CREAR ESPACIOS DE CONFIANZA

iglesias060416

Se debe decir en voz alta: Hay esperanza. Cuanta más participación e implicación de los ciudadanos, más esperanza. Cuanta más transparencia, menos impunidad y más democracia e igualdad. Dijo Kofi Annan, ex Secretario General de la ONU, en una ocasión, que la voluntad de la gente tiene que ser la base de la autoridad gubernamental. Y que este es el fundamento de la democracia y del buen gobierno.

Pues bien, en una sociedad tan dual y, a la vez, tan interconectada como la actual hay dos claves para el éxito democrático. La primera, está en crear espacios de confianza. Y la segunda, que los ciudadanos sepan que siempre habrá justicia. Hoy más que nunca, la confianza es la base sobre la que debe cimentarse un nuevo contrato social que construya un mundo de bienestar para todos los seres humanos. Esa confianza, que se forjará día a día en las calles, en las empresas, en las instituciones, en el trabajo colaborativo, será global y local, y cambiará el mundo.

El esfuerzo para recuperar la confianza de los ciudadanos en todos los planos de la vida social, política y económica implicará grandes cambios, que se establecerán sobre compromisos basados en los principios y los valores que marca la Declaración de los Derechos Humanos.
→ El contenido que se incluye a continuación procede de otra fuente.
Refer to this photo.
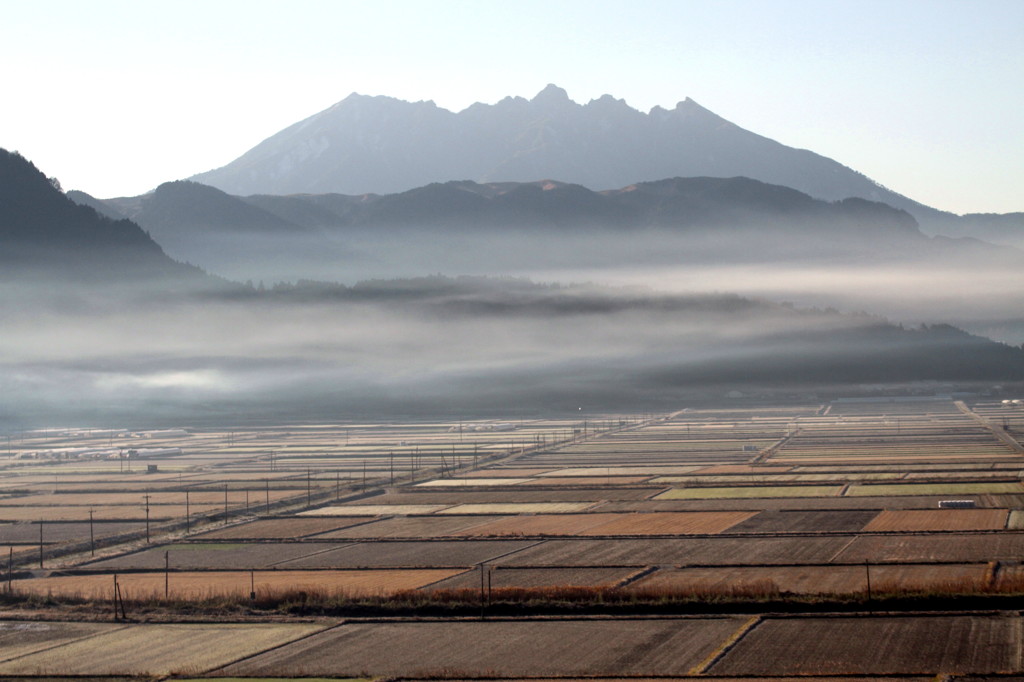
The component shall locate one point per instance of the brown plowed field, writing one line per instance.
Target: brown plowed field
(113, 513)
(947, 547)
(540, 524)
(876, 645)
(410, 554)
(805, 521)
(693, 551)
(502, 577)
(669, 523)
(283, 528)
(810, 580)
(412, 526)
(908, 520)
(212, 555)
(65, 531)
(217, 584)
(514, 647)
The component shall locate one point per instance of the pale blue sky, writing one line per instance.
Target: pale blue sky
(926, 97)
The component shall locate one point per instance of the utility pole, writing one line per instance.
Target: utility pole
(146, 496)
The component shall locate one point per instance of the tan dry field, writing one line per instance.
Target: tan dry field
(741, 469)
(281, 528)
(713, 493)
(586, 480)
(811, 580)
(412, 526)
(510, 472)
(897, 489)
(374, 510)
(519, 508)
(621, 470)
(502, 577)
(856, 645)
(950, 547)
(157, 649)
(541, 524)
(212, 584)
(18, 638)
(471, 482)
(226, 556)
(670, 523)
(517, 647)
(157, 500)
(110, 513)
(906, 520)
(411, 554)
(709, 551)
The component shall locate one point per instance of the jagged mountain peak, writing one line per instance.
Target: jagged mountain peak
(380, 144)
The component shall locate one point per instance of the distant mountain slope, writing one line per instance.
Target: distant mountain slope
(384, 145)
(459, 226)
(44, 232)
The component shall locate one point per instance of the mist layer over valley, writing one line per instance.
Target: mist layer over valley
(680, 235)
(493, 297)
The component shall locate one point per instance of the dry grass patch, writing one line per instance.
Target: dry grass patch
(216, 584)
(158, 649)
(938, 519)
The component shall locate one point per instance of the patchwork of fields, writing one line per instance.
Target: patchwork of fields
(805, 502)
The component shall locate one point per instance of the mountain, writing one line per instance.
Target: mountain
(44, 233)
(377, 144)
(460, 225)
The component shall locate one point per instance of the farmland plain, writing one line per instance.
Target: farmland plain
(648, 523)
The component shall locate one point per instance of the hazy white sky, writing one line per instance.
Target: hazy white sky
(925, 96)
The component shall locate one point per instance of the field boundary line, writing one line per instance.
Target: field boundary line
(844, 548)
(1019, 636)
(73, 641)
(726, 646)
(306, 556)
(1003, 436)
(511, 552)
(275, 646)
(636, 576)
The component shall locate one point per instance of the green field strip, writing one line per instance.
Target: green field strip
(751, 492)
(726, 646)
(276, 679)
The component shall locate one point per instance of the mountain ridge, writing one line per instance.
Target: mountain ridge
(381, 144)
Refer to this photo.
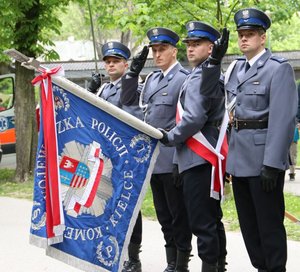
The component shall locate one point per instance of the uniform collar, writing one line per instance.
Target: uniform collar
(255, 58)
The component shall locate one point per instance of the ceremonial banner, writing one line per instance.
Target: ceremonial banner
(93, 166)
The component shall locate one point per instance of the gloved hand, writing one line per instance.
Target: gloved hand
(220, 48)
(164, 139)
(138, 62)
(268, 176)
(176, 176)
(95, 83)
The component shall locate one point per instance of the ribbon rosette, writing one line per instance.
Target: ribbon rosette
(54, 209)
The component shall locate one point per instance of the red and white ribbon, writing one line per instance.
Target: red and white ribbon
(54, 209)
(215, 156)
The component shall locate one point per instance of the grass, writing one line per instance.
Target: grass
(8, 188)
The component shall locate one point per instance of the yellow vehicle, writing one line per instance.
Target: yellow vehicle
(7, 115)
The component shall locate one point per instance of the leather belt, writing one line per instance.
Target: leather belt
(239, 124)
(214, 123)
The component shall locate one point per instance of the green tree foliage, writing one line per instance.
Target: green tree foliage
(26, 26)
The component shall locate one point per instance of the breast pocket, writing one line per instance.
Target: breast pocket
(164, 106)
(231, 90)
(255, 97)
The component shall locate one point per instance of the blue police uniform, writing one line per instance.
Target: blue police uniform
(158, 98)
(263, 125)
(111, 92)
(200, 114)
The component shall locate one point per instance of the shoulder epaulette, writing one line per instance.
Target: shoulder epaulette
(185, 71)
(156, 71)
(278, 59)
(242, 58)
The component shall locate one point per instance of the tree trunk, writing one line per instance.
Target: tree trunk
(25, 123)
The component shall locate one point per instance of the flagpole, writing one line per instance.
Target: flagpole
(93, 35)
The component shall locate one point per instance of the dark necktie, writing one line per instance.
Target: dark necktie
(161, 76)
(247, 67)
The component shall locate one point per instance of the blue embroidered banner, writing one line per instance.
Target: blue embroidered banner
(104, 168)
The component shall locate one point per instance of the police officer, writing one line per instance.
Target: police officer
(200, 114)
(261, 92)
(115, 57)
(158, 99)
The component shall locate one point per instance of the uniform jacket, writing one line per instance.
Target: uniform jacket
(266, 92)
(199, 114)
(112, 95)
(159, 101)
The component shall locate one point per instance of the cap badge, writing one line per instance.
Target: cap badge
(245, 14)
(155, 31)
(191, 26)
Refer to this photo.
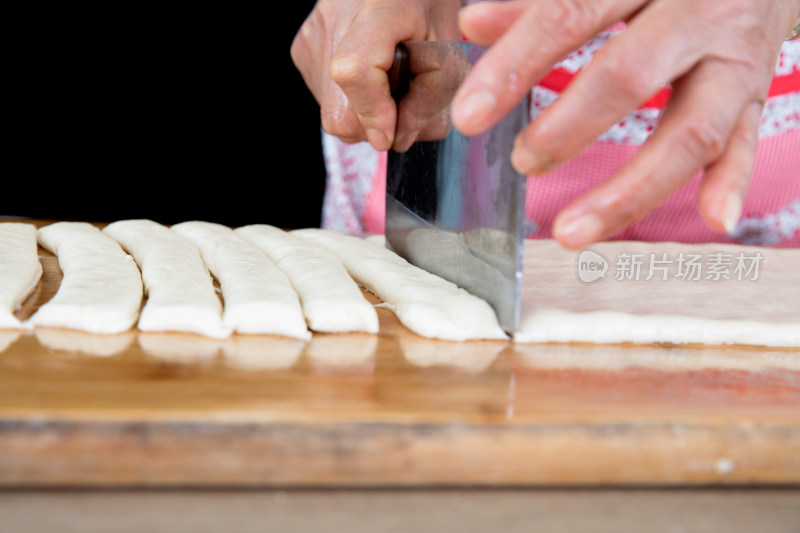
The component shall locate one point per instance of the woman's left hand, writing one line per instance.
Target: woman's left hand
(718, 57)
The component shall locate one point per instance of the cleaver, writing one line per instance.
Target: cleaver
(454, 204)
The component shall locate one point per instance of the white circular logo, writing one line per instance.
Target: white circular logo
(591, 266)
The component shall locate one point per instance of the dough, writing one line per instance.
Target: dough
(180, 291)
(332, 301)
(101, 291)
(426, 304)
(84, 343)
(568, 298)
(20, 269)
(257, 295)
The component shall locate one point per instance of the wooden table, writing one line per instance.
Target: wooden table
(393, 409)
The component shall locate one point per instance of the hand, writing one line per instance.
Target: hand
(718, 56)
(344, 50)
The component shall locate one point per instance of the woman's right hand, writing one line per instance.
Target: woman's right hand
(344, 49)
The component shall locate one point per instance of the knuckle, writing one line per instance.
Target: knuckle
(347, 70)
(340, 124)
(705, 138)
(625, 76)
(571, 20)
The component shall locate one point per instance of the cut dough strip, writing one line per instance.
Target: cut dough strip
(180, 290)
(101, 291)
(20, 269)
(332, 301)
(258, 297)
(426, 304)
(715, 309)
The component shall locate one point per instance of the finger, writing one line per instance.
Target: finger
(436, 73)
(483, 23)
(630, 69)
(536, 41)
(694, 131)
(724, 184)
(363, 56)
(309, 52)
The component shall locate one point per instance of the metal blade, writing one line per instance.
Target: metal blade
(454, 204)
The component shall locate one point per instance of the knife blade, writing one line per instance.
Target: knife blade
(454, 204)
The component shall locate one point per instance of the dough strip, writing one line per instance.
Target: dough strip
(332, 301)
(258, 297)
(101, 290)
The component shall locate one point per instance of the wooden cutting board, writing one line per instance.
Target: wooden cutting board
(391, 409)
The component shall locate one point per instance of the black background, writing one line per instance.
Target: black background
(171, 116)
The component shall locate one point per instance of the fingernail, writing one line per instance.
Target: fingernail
(378, 139)
(472, 109)
(526, 162)
(731, 211)
(581, 230)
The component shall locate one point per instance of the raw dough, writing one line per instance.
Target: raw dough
(180, 290)
(332, 301)
(426, 304)
(20, 269)
(558, 306)
(101, 291)
(257, 295)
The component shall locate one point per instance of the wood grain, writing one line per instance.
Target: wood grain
(391, 409)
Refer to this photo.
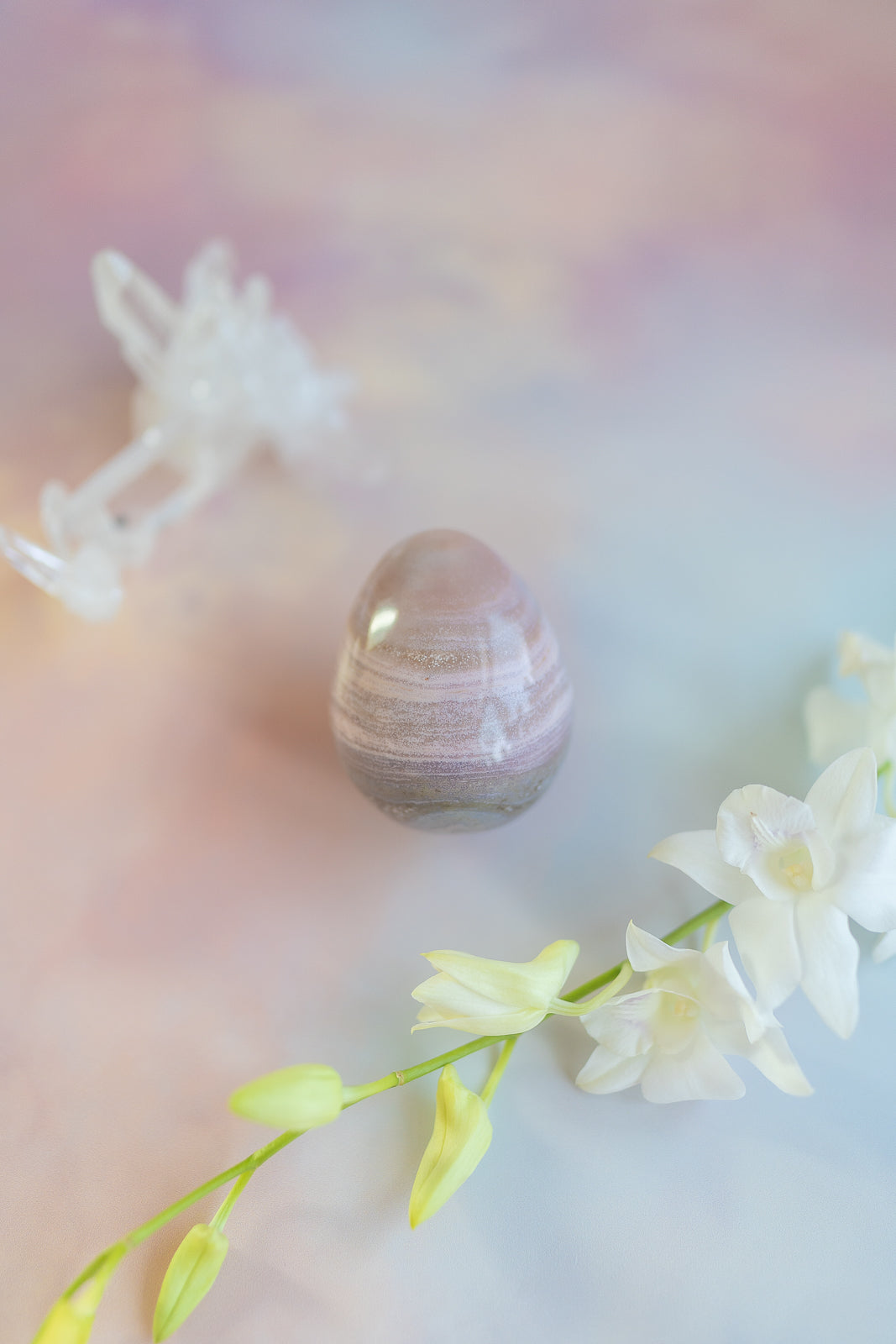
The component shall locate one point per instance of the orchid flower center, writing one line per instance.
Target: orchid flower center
(795, 869)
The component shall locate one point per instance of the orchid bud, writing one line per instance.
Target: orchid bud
(461, 1136)
(192, 1270)
(298, 1097)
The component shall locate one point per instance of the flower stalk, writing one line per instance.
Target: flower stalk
(241, 1173)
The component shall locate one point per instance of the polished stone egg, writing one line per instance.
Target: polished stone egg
(450, 706)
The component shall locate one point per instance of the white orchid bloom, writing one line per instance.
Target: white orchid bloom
(886, 947)
(673, 1034)
(835, 725)
(795, 874)
(495, 998)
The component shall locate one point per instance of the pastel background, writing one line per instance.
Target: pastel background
(617, 286)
Por ese motivo, fue esperanzador, pero no suficiente, ver y leer, en abril de 2009, como en la reunión del G-20 de Londres se proclamaba, con grandes palabras, que la era del secreto bancario se había acabado. Concretamente, en el punto decimoquinto de las conclusiones se decía: “Tomar medidas contra las jurisdicciones no cooperativas, incluidos los paraísos fiscales. Estamos dispuestos a desplegar sanciones para proteger nuestras finanzas públicas y nuestros sistemas financiaros. La era del secreto bancario se ha acabado. Señalamos que la OCDE ha publicado hoy una lista de países evaluados por el Foro Mundial de acuerdo con la norma internacional para el intercambio de información fiscal” La pregunta que surge es evidente: ¿en qué quedó todo aquello? Y más, cuando algunos países presentes firmaron acuerdos con Panamá para el intercambio de información, y siguió sucediendo lo que todo el mundo sabía y ahora se hace público.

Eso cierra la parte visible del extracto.